There were a few moments of silence as she took what I said in. I didn't fucking blame her. It was a lot at once. Finally she looked at me with a sad smile. Fuck.
"Thank you for telling me how you feel, Bakugo. I do appreciate all of the nice things you said about me. It really does warm my heart. But I'm sorry that I don't return your feelings. I'm also actually dating someone…" She gently said trying not to break me any further than I already felt.
"It's Half and Half isn't it?" I asked already knowing the answer.
"Yes. I'm dating Todoroki. We've been dating for a little while. About two months actually."
Now that part was a shock. I didn't know they had been dating that long.
"I didn't know-" I started.
"It's alright. No one really knows actually besides Jiro, Midoriya, and now you. We've been keeping it on the downlow until after finals. I want everyone, especially Mina, Toru, and Kaminari, to focus on finals and not Todoroki and my relationship. I saw how they reacted to Ochaco and Midoriya, and didn't want that yet." She laughed.
"Oh I get that. I do want you to know that I'm not sorry for telling you though."
"And you shouldn't be. It's not good to hold your feelings in. It's unhealthy."
I smile at her understanding nature. She is a treasure. Icy Hot is a lucky fucker that's for sure.
"I know. I'm getting better. Anyway, we should probably head back since it's getting dark."
There was silence as we got our stuff together and while we walked to the door. As we stepped outside Yaoyorozu grabbed my arm.
"Bakugo, I still want to be your friend. Like your actual friend. I don't know if you'll get weird, but I do know that some people get really weird after something like this. I've had a couple people get really weird around me after I told them I wasn't interested the same way. I just didn't want things to get that way between us. I genuinely like your company." There were tears in her eyes.

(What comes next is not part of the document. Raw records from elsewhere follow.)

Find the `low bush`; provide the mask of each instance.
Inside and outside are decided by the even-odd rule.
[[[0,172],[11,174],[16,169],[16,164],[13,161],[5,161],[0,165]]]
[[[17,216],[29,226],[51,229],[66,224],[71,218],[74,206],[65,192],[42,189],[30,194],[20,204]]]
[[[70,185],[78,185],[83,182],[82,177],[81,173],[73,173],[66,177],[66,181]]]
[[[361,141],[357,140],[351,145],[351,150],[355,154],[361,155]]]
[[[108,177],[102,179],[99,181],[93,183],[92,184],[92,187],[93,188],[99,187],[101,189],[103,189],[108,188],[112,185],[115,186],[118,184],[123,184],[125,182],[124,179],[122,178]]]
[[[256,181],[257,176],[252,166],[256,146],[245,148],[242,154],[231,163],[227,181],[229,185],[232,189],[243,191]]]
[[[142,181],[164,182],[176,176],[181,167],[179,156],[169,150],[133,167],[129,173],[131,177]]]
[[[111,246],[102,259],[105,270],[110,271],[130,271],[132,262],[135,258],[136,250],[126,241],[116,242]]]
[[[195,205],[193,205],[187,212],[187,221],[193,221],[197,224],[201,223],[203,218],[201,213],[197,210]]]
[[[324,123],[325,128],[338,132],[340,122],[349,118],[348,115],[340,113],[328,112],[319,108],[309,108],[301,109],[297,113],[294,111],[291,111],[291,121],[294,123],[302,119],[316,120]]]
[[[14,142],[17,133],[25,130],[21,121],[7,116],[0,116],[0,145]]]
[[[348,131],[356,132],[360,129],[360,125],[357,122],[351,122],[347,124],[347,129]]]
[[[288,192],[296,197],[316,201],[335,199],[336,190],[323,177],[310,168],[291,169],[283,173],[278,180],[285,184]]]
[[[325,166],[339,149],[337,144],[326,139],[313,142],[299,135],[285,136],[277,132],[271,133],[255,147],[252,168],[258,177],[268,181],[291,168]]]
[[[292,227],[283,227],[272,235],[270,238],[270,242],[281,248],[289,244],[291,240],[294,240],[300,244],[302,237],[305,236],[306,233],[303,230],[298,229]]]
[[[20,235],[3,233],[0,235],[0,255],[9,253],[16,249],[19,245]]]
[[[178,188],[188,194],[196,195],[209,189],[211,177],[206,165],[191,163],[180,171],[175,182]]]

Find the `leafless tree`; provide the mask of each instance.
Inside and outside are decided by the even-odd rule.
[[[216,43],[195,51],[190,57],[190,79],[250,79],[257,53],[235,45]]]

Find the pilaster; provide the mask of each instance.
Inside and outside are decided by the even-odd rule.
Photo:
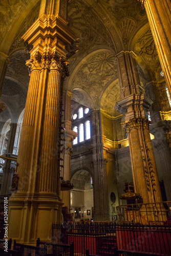
[[[138,0],[147,13],[160,63],[171,94],[171,3],[169,0]]]
[[[103,143],[101,128],[101,111],[94,110],[95,125],[96,127],[96,148],[93,151],[94,179],[96,181],[93,186],[94,206],[96,221],[109,221],[109,195],[107,184],[107,160],[104,157]]]
[[[17,123],[12,123],[10,126],[10,133],[8,140],[7,153],[5,154],[5,156],[17,159],[17,155],[14,154],[14,146],[18,125]],[[9,159],[5,160],[3,167],[3,176],[0,191],[1,195],[9,195],[11,194],[11,182],[13,174],[15,173],[15,161]]]
[[[35,244],[37,237],[50,241],[52,223],[61,220],[60,104],[68,58],[77,50],[77,37],[62,17],[62,3],[42,0],[41,16],[23,36],[30,48],[30,79],[17,159],[18,190],[9,201],[9,235],[29,244]]]
[[[120,65],[119,58],[122,57],[121,67],[125,67],[125,69],[120,68],[120,77],[125,76],[125,79],[121,81],[124,98],[117,102],[115,108],[125,114],[124,127],[129,137],[135,191],[140,194],[143,203],[161,202],[147,115],[153,102],[142,94],[143,90],[137,83],[139,79],[134,54],[127,51],[117,56]]]
[[[155,137],[154,145],[159,153],[160,162],[162,165],[162,178],[167,201],[171,200],[171,150],[169,147],[166,133],[166,131],[169,129],[169,121],[164,120],[152,124],[150,127],[150,131]]]

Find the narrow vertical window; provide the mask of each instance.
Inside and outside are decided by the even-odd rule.
[[[147,113],[148,113],[148,119],[149,121],[152,121],[152,119],[151,119],[151,116],[150,115],[150,113],[149,113],[149,111],[148,111],[147,112]]]
[[[82,118],[83,117],[83,109],[82,108],[80,108],[79,109],[78,111],[78,115],[79,115],[79,118]]]
[[[74,127],[73,131],[77,133],[77,126]],[[73,140],[73,145],[77,144],[78,143],[78,138],[77,137]]]
[[[169,102],[170,106],[170,108],[171,108],[171,99],[170,99],[170,94],[169,94],[169,92],[168,92],[168,90],[167,87],[166,87],[166,93],[167,93],[167,95],[168,100],[168,102]]]
[[[86,122],[86,139],[90,139],[90,122],[89,120]]]
[[[81,142],[84,140],[84,126],[83,123],[81,123],[79,127],[79,142]]]

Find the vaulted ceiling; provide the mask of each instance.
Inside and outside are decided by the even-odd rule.
[[[17,120],[24,108],[29,82],[25,63],[29,54],[21,37],[38,17],[40,4],[37,0],[0,3],[0,51],[9,56],[10,62],[2,97],[8,106],[6,118]],[[145,11],[137,0],[70,0],[68,20],[79,38],[79,50],[71,58],[70,76],[65,81],[65,89],[73,92],[73,105],[78,102],[101,108],[112,116],[119,114],[113,108],[120,98],[115,56],[121,51],[137,55],[142,83],[158,79],[160,64]]]

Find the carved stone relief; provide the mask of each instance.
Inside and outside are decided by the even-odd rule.
[[[28,88],[29,83],[29,74],[26,61],[30,58],[30,55],[25,51],[17,52],[10,58],[6,75],[21,81]]]
[[[0,43],[12,22],[27,3],[26,0],[4,0],[0,3]]]
[[[91,57],[80,68],[75,76],[72,89],[84,90],[97,106],[104,87],[117,76],[115,56],[109,52],[102,52]]]
[[[159,57],[153,35],[149,28],[137,38],[134,51],[146,63],[152,79],[156,80],[161,70]]]
[[[112,88],[109,87],[104,93],[105,96],[101,108],[111,116],[116,117],[120,115],[114,108],[116,102],[121,99],[120,93],[119,83],[117,82]]]
[[[25,48],[24,44],[24,40],[22,39],[21,37],[38,17],[40,4],[40,1],[39,1],[37,4],[34,6],[29,14],[26,18],[17,35],[12,43],[10,53],[15,49]]]
[[[98,42],[113,46],[106,29],[93,9],[82,1],[68,4],[69,26],[79,36],[79,54],[81,51],[94,47]]]
[[[73,176],[71,183],[74,185],[74,188],[84,189],[88,179],[90,179],[90,173],[85,170],[79,170]]]

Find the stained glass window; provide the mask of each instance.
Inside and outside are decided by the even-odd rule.
[[[84,140],[84,126],[81,123],[79,127],[79,142],[81,142]]]
[[[77,117],[77,115],[76,114],[74,114],[73,117],[73,119],[74,120],[76,119]]]
[[[76,133],[77,132],[77,126],[74,127],[73,131]],[[75,145],[75,144],[77,144],[78,143],[78,138],[76,137],[75,140],[73,140],[73,145]]]
[[[82,108],[80,108],[80,109],[79,109],[78,113],[79,113],[79,118],[82,118],[82,117],[83,117]]]
[[[169,94],[169,92],[168,92],[168,90],[167,87],[166,87],[166,93],[167,93],[167,98],[168,98],[168,102],[169,102],[170,106],[170,108],[171,108],[171,99],[170,99],[170,94]]]
[[[86,122],[86,139],[90,139],[90,122],[89,120]]]
[[[161,71],[161,72],[160,73],[160,75],[161,76],[164,76],[164,73],[163,71]]]

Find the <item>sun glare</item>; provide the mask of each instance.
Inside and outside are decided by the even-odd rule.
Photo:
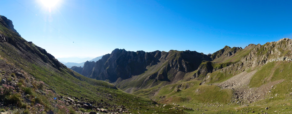
[[[58,3],[59,0],[40,0],[46,7],[51,7],[54,6]]]

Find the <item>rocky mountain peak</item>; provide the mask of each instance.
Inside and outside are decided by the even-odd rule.
[[[21,36],[20,34],[14,29],[14,26],[13,25],[12,21],[8,19],[4,16],[0,15],[0,22],[7,29],[12,31],[19,36]]]

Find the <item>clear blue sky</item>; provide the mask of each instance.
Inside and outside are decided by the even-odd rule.
[[[55,57],[127,51],[212,53],[292,36],[291,1],[2,0],[0,15]],[[73,42],[74,43],[73,43]]]

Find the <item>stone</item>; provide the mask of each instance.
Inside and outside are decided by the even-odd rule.
[[[96,114],[96,112],[95,112],[91,111],[89,112],[89,114]]]
[[[68,99],[68,100],[70,100],[71,101],[74,102],[74,100],[73,100],[73,99],[72,98],[70,98],[69,97],[67,98]]]
[[[103,108],[101,109],[100,109],[100,111],[101,111],[102,112],[103,112],[103,113],[107,113],[107,111],[105,109],[103,109]]]
[[[52,110],[50,110],[47,112],[47,114],[54,114],[54,112]]]
[[[2,83],[5,83],[5,82],[6,82],[6,81],[5,80],[2,79],[1,80],[1,81],[0,81],[0,82],[1,82],[1,84],[2,84]]]

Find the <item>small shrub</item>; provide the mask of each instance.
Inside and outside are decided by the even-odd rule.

"Of course I'm your friend, Ponytail. I'll always be your friend. You're fucking stuck with me in that aspect." I smirked.
"Good!" She let go of me and we started walking back to the dorms.

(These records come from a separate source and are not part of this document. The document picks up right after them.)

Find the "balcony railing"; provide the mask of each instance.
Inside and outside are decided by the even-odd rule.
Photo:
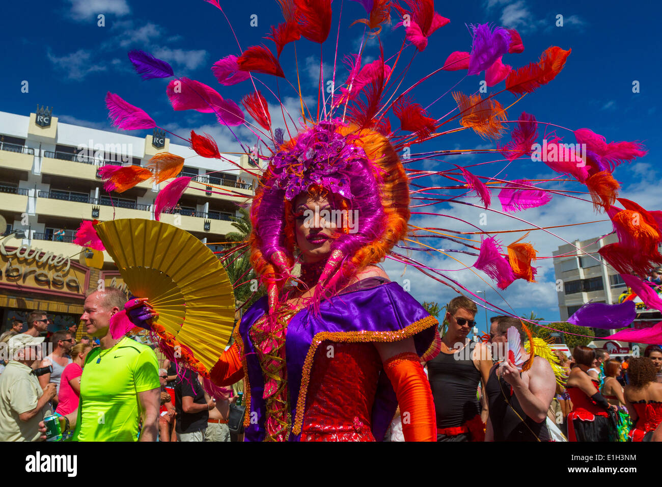
[[[48,157],[51,159],[60,159],[61,160],[70,160],[73,162],[81,162],[84,164],[92,164],[93,166],[106,166],[107,164],[122,166],[124,164],[124,161],[121,159],[119,160],[99,159],[82,154],[71,154],[71,152],[61,152],[54,150],[44,150],[44,157]]]
[[[75,237],[73,235],[55,235],[52,233],[33,233],[32,239],[34,240],[50,240],[53,242],[72,243]]]
[[[10,193],[11,194],[19,194],[21,196],[27,196],[28,191],[29,189],[25,188],[16,188],[15,186],[0,185],[0,193]]]
[[[9,150],[10,152],[20,152],[21,154],[28,154],[30,156],[34,155],[34,149],[26,147],[24,145],[18,144],[9,144],[7,142],[0,142],[0,150]]]

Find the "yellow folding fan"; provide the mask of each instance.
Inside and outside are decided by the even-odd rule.
[[[188,232],[160,221],[121,219],[95,229],[131,294],[159,313],[155,331],[207,376],[234,323],[232,284],[218,258]]]

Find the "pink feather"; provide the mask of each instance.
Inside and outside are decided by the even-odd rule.
[[[111,317],[111,325],[109,327],[109,330],[113,339],[117,340],[137,327],[129,321],[128,317],[126,316],[126,311],[122,309]]]
[[[662,311],[662,299],[651,286],[643,284],[641,279],[632,274],[622,274],[620,276],[628,287],[641,298],[641,301],[646,306],[651,309],[659,309]]]
[[[460,168],[460,169],[462,170],[462,174],[464,175],[464,179],[467,182],[467,184],[476,191],[479,197],[483,201],[483,204],[487,208],[490,205],[490,203],[492,202],[492,195],[490,194],[490,190],[487,189],[487,186],[480,179],[464,168]]]
[[[547,152],[542,154],[543,162],[557,172],[571,174],[578,181],[584,182],[589,178],[590,166],[584,164],[579,154],[574,154],[574,156],[571,156],[566,154],[563,144],[559,143],[560,140],[559,137],[555,137],[547,143]]]
[[[455,51],[449,54],[442,68],[446,71],[459,71],[469,69],[469,58],[471,54],[462,51]]]
[[[225,86],[231,86],[250,78],[250,73],[240,71],[237,56],[230,55],[219,59],[211,67],[211,72],[218,82]]]
[[[662,321],[647,328],[628,328],[617,331],[614,335],[605,337],[604,339],[621,340],[634,343],[662,345]]]
[[[515,274],[508,259],[502,254],[501,246],[496,239],[485,239],[473,266],[496,281],[499,289],[506,289],[515,280]]]
[[[171,210],[177,206],[177,202],[184,194],[191,182],[191,178],[182,176],[173,180],[156,195],[154,203],[154,219],[159,221],[162,212]]]
[[[501,57],[494,62],[494,64],[485,70],[485,83],[488,86],[498,84],[512,71],[512,66],[501,62]]]
[[[551,201],[551,195],[544,189],[532,189],[523,185],[532,186],[525,180],[506,183],[508,186],[499,191],[498,200],[506,213],[521,211],[527,208],[536,208]]]
[[[223,97],[211,87],[187,78],[171,80],[167,83],[166,93],[173,110],[211,113],[223,101]]]
[[[81,246],[89,247],[95,250],[105,250],[106,248],[97,235],[97,231],[94,229],[95,222],[96,220],[94,221],[83,220],[76,231],[76,238],[73,239],[73,243]]]
[[[222,100],[216,108],[216,118],[222,125],[236,127],[241,125],[246,121],[244,112],[239,105],[232,100]]]
[[[525,111],[520,115],[520,121],[510,135],[510,142],[497,147],[506,159],[513,160],[522,156],[530,156],[532,146],[538,138],[538,123],[536,117]]]
[[[106,107],[113,125],[123,131],[154,129],[156,122],[147,113],[124,101],[118,95],[109,91],[106,94]]]
[[[522,355],[522,337],[520,332],[515,327],[510,327],[508,329],[508,359],[512,362],[512,364],[517,367],[518,370],[522,370],[524,365],[524,358]]]
[[[600,156],[603,162],[608,163],[610,171],[624,161],[632,161],[648,153],[638,142],[612,142],[607,144],[604,136],[589,129],[575,131],[575,137],[579,143],[586,144],[589,150],[593,151]]]

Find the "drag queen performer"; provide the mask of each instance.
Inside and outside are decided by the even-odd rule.
[[[251,215],[267,296],[211,371],[220,386],[246,380],[247,440],[381,441],[398,403],[406,439],[436,437],[419,358],[434,351],[437,320],[373,265],[404,237],[407,186],[383,136],[337,122],[274,157]]]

"Just know that if that Icy Hot bastard ever hurts you, I will thoroughly beat his ass."
She just started laughing. That's how the rest of the walk back to the dorms went.
I don't feel any better than I did with Pink Cheeks. Getting how I felt off my chest did help, but getting rejected was just as bad. Maybe even worse. I fucking hate love. I don't like not being in control. I still haven't fully gotten over Ponytail. Her and Half and Half finally went public and everyone went crazy. I already knew about it, but it still felt like a punch to the gut.
I hope this feeling goes away soon. This just fucking sucks. I hope I don't have to feel this way anymore for a long time. I don't have time for it. I have been better about opening up to others and sharing my feelings. Kirishima's been a big help with that. He always listens no matter how long it takes me to tell him what I'm feeling. He never judges me and always has that toothy grin plastered on his face. It's actually a relief to have someone to talk to that actually cares. Maybe I can eventually get over my hate for love.